In another embodiment, part of the tracks of the metal level are provided without them intersecting.
In yet another embodiment, the upper and lower partial levels are adjacent.
In a further embodiment, the upper and lower partial levels are separated by an additional layer of dielectric material.
In another embodiment of the invention, at least one via connecting a track of the upper partial level with an element lying below the dielectric layer of level n pass through an additional layer of dielectric material. At least one via connecting a track of the lower partial level with a track of a metal level n+1 pass through the additional layer of dielectric material. The upper and lower partial levels may be separated by an additional layer of dielectric material and by a stop layer.
In the process for fabricating an integrated circuit according to the invention, a second dielectric layer is deposited on a first dielectric layer provided with vias. Trenches are etched in the second dielectric layer and conducting tracks are produced by filling the trenches with a metal. A third dielectric layer is deposited. Trenches are etched in the third dielectric layer and conducting tracks are produced by filling the trenches with metal. At least one part of the metal level thus obtained is split into two partial levels offset heightwise.
In one embodiment, a stop layer may be deposited before the third dielectric layer to control the depth of the trenches.
In the process for fabricating an integrated circuit according to the invention, a stop layer is deposited on a first dielectric layer and holes are etched in the stop layer. A second dielectric layer is deposited. Trenches are etched in the second dielectric layer, and holes are etched in the first dielectric layer at positions corresponding to the holes in the stop layer. Vias and conducting tracks are produced by filling the holes and the trenches with metal. A third dielectric layer and a second stop layer are deposited, and holes are etched in the second stop layer. A fourth dielectric layer is deposited. Trenches are etched in the fourth dielectric layer, and holes are etched in the third dielectric layer at the positions corresponding to the holes in the second stop layer. Vias and conducting tracks are produced by filling the holes and the trenches with metal to obtain at least one part of the metal level that is split into two partial levels offset heightwise.
In the process for fabricating a first metal layer is deposited on a dielectric layer provided with vias, and then etched. The open spaces left by the etching are filled with dielectric material. A second metal layer is deposited and then etched. The open spaces left by the etching are filled with dielectric material to obtain at least one part of the metal level that is split into two partial levels offset heightwise.

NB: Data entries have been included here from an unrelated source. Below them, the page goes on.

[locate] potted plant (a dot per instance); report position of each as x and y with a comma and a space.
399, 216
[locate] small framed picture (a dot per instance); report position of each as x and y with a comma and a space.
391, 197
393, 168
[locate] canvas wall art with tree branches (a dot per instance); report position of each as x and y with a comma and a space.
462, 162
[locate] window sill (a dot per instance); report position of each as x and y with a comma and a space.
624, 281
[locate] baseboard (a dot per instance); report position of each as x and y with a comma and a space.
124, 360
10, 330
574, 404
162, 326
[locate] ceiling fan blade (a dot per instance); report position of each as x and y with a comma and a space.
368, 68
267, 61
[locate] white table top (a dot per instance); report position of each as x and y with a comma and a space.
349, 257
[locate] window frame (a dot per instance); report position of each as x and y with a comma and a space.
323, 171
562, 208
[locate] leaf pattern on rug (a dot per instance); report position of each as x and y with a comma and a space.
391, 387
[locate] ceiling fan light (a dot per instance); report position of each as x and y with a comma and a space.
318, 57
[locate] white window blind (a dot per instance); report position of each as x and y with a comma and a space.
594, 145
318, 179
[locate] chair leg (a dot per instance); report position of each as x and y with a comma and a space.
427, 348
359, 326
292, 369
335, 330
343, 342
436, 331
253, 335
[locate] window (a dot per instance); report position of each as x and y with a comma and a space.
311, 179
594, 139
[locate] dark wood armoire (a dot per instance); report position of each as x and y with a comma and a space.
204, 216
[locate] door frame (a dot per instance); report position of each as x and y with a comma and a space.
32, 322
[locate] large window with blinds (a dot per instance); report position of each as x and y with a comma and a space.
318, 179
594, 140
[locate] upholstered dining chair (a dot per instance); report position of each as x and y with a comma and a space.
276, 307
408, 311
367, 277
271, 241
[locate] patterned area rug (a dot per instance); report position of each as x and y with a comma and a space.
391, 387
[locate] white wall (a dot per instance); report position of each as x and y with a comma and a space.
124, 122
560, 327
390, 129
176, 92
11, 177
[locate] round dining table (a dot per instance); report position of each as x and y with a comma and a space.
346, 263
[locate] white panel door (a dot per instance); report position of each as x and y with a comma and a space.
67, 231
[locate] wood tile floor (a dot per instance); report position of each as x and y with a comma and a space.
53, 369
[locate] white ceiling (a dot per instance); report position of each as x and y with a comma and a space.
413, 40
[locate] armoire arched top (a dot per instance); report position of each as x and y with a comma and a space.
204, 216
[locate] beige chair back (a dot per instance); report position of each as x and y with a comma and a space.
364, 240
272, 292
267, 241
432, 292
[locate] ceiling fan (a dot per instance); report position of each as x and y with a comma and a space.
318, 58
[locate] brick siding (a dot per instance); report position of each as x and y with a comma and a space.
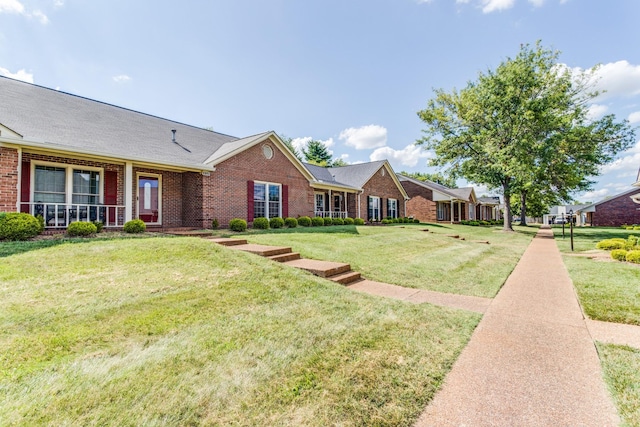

The masks used for the fabrication of the conducting lines may include recessed zones corresponding to extensions used for respectively connecting a line of a given upper or lower partial level with a via located opposite the partial level, under the lower partial level or on the upper partial level. Thus, an integrated circuit is provided which can be produced with very small widths of dielectric material between lines because of the use of the improved geometry according to the invention, and which can be fabricated using different technologies.